Beyond this point, the road to Sutton Mallet — a tricky proposition at the best of times — was impassable. The hamlet was just visible a mile off, black roofs stuck out of white drifts. The fields were usually low-lying, marshy and divided by shallow ditches called rhynes. In the last months, the marsh had set like concrete. The rhynes had turned into stinking runnels, with the barest threads of mud where water usually ran. Now, almost overnight, everything was deep-frozen and heavily frosted. The sun still shone, making a thousand glints, twinkles and refractions. But there was no heat.

Trees, already dead from dutch elm disease or roots loosened from the dry dirt, had fallen under the weight of what only Richard wasn't calling snow, and lay like giant blackened corpses on field-sized shrouds. Telephone poles were down too. No word had been heard from Sutton Mallet in two days. A hardy postman had tried to get through on his bicycle, but not come back.
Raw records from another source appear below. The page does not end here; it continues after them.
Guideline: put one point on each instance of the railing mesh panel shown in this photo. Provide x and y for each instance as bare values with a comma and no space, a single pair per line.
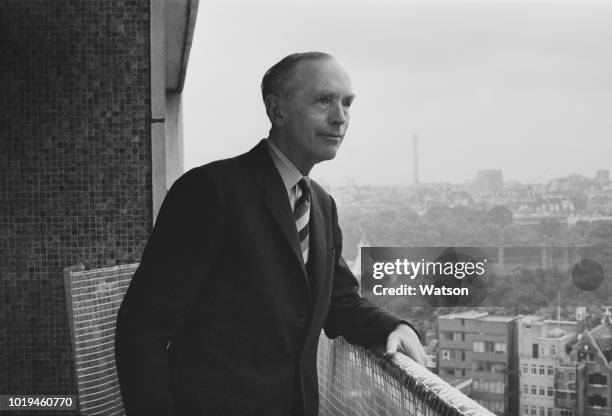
355,381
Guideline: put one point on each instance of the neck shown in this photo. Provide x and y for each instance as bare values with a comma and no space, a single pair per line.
283,144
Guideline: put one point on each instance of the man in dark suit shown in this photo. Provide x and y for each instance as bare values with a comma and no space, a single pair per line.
244,268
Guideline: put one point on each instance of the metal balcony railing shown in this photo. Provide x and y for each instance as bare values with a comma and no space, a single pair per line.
353,381
356,381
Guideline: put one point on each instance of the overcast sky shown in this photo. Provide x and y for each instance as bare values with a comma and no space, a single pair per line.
521,86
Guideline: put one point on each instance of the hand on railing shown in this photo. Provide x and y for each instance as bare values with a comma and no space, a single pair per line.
404,339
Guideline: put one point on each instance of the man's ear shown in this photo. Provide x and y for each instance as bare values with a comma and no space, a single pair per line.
274,109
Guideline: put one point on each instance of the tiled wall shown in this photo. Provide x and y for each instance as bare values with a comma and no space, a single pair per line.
75,168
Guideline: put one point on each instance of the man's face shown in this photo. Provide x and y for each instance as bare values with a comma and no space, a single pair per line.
316,112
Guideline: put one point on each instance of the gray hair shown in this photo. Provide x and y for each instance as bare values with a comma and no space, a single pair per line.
276,78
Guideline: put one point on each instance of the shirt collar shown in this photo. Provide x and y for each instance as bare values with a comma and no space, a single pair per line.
289,173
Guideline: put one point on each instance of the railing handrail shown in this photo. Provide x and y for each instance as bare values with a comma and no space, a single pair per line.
434,395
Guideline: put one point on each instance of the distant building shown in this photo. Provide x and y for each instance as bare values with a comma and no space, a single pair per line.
602,176
489,181
591,362
542,354
477,353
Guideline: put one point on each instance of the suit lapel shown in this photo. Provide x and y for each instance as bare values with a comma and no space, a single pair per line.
276,200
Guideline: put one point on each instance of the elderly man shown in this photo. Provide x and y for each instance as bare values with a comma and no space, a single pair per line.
244,268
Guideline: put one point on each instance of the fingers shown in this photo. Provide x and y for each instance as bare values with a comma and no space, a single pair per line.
392,344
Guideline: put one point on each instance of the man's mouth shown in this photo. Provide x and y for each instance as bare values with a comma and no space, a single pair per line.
336,137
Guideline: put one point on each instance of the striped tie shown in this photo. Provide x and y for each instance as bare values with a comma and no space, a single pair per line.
301,213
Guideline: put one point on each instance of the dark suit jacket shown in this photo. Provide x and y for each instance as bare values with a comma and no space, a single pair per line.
222,317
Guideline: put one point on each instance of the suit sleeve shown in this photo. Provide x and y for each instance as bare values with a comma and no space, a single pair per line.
355,318
185,238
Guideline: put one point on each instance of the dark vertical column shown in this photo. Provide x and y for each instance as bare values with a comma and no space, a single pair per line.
75,168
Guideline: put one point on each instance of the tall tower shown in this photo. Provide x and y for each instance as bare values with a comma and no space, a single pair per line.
415,159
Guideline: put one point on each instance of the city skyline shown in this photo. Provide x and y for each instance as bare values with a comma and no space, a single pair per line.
519,86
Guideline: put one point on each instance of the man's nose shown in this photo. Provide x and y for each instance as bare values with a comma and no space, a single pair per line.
338,115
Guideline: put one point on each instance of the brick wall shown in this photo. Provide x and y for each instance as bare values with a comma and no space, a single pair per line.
75,168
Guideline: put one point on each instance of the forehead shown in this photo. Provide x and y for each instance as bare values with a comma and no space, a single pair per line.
321,76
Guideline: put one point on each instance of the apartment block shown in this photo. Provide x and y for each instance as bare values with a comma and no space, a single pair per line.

A farmer set off to milk his cows was also been swallowed in the whiteness. A helicopter flew over, but the rotor blades slowed as heavy ice-sheaths grew on them. The pilot had barely made it back to Yeovilton Air Field.

Word had spread through «channels». Unnatural phenomena were Diogenes Club business, but Leech had to take an interest too — if only to prove that he wasn't behind the cold snap. Heather Wilding had made a call to Pall Mall, and officially requested the Club's assistance. That didn't happen often or, come to think of it, ever.

Leech looked across the white fields towards Sutton Mallet.

"So we walk," he said.

"It's safest to follow the ditches," advised Richard.

Neither bothered to lock their cars.

They clambered — as bulky and awkward as astronauts going EVA — over a stile to get into the field. The white carpet was virginal. As they tramped on, in the slight trough that marked the rime-filled rhyne, Richard kept looking sidewise at Leech. The man was breathing heavily inside his polar gear. Being incarnate involved certain frailties. But it would not do to underestimate a Great Enchanter.